Sigh, I wish I wasn't so confusing to people... I suppose they love me enough despite it... but that whole insecurity thing finds me a bit concerned at the moment. But, alas, moody me can't do much about it. Don't think about it.

Take me there... I wanna go there...

Thursday, April 10, 2003

So, here we are again, I'll just list random crap that's happened or going on with me...

1. Key Club Convention: I went there Fri-Sat-Sun last weekend. It wasn't as bad as it could have been, which actually means that I had a goood time.. due to my sad prospects for the weekend. Highlights include: the new Spirit Rally on Friday night, Steak-n-Shake, the excellent service at "HAMBURGERS" late at night, talking in bed about everything til too late, seeing Nick on stage etc, Scott Greenberg (the speaker), going out to O'Shaugnessy's (excellent restaurant), taking naps!, getting pretty for Banquet/Ball, hot guitar boy that didn't win :(, getting to escort Nick and slow dance fun with him, they pronounced my name correctly!!!, the Alyward's awesome suite, knowing all the ghetto songs at the ball, strange eggs and breakfast mashed potatoes... :)

2. Lynnette's Recital: I went to that Sunday night. I'm a misbehaved young lady and I need to get myself in check. MAMMA MIA! I'm glad I'm not at Beck... and I love my singing peeps... ;) Oh, and my mom says schizophrenia runs in the family and she hopes I never start drinking.

3. School: sucks.

4. Paid: for bunches of stuff at school, yearbook, senior crap etc.... loads off my back. But still much more money must be spent, hooray!

5. Prom: I got my dress on Tuesday! Yay! It's fuscia... yeah I know, it's pretty though... I'm going with Ned, to kill all the suspense... or lack there of. Hopefully everything else will go smoothly. Ugh.

6. Stress Relief Day: I went on that fieldtrip to a rockin' hotel to learn how to de-stress in life. Yoga is so freaking cool! I want to take classes from Bhumi... she's so sweet. I had an excellent day, complete with Caribou before rehearsal.

7. Break: I need a break. I take a break every single day, but I need an official one. Actually, I need to catch up and then have a break. But I want the catching up to feel like a break. Who's got the power?

8. Work: Yay! My place of employment opens up again THIS WEEKEND. I'm so pumped... summer here I come, money, icecream, ahh the good life.
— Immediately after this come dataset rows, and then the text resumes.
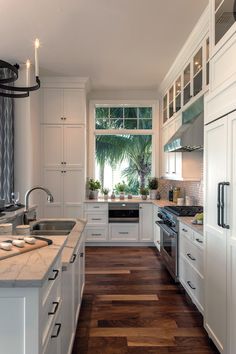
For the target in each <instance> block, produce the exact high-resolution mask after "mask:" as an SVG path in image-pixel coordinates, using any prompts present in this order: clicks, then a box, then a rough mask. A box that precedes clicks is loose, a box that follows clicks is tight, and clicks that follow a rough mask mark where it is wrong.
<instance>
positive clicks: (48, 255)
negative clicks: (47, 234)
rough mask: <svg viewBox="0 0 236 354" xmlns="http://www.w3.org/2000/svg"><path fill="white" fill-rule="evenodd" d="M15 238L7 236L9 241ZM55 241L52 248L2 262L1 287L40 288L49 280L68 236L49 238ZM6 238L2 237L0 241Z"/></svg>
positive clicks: (1, 263) (36, 251)
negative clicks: (50, 269) (55, 260)
mask: <svg viewBox="0 0 236 354" xmlns="http://www.w3.org/2000/svg"><path fill="white" fill-rule="evenodd" d="M11 238H12V239H13V236H7V239H11ZM47 238H48V239H50V240H52V241H53V244H52V245H50V246H46V247H42V248H38V249H36V250H33V251H30V252H26V253H23V254H21V255H17V256H15V257H10V258H7V259H4V260H1V261H0V262H1V266H0V287H40V286H42V285H43V282H44V281H45V280H46V279H47V276H48V272H49V270H50V268H51V266H52V264H53V262H54V261H55V258H56V257H57V256H58V255H59V254H60V252H61V251H62V249H63V247H64V245H65V243H66V241H67V236H50V237H49V236H47ZM3 240H6V236H0V241H3Z"/></svg>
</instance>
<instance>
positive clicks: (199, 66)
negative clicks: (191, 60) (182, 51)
mask: <svg viewBox="0 0 236 354" xmlns="http://www.w3.org/2000/svg"><path fill="white" fill-rule="evenodd" d="M202 64H203V57H202V47H201V48H200V49H199V50H198V52H197V53H196V54H195V55H194V57H193V95H194V96H196V95H197V94H198V93H199V92H200V91H202V85H203V65H202Z"/></svg>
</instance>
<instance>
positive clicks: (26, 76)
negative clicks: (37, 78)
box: [26, 59, 30, 86]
Haha. Yeah it's sad. I just really want to be doing something that I feel good about, in only that way that work can make you feel. Yeah I'm crazy. I like my job.

9. Clubs and such: It's really funny cause I struggle to place my feelings in terms of Barnstormers, the show, Key Club... etc. They just are... at this moment, it's how it is I guess.

Nine's a good number. My favorite in fact.

Comment inspiration: What's one song that you think fits me? (Inspired by Chelsea's "Short Skirt, Long Jacket" by Cake)

Friday, April 04, 2003

Weekend at Key Club Convention in Columbus...

I'll miss you all muchly.... love to all.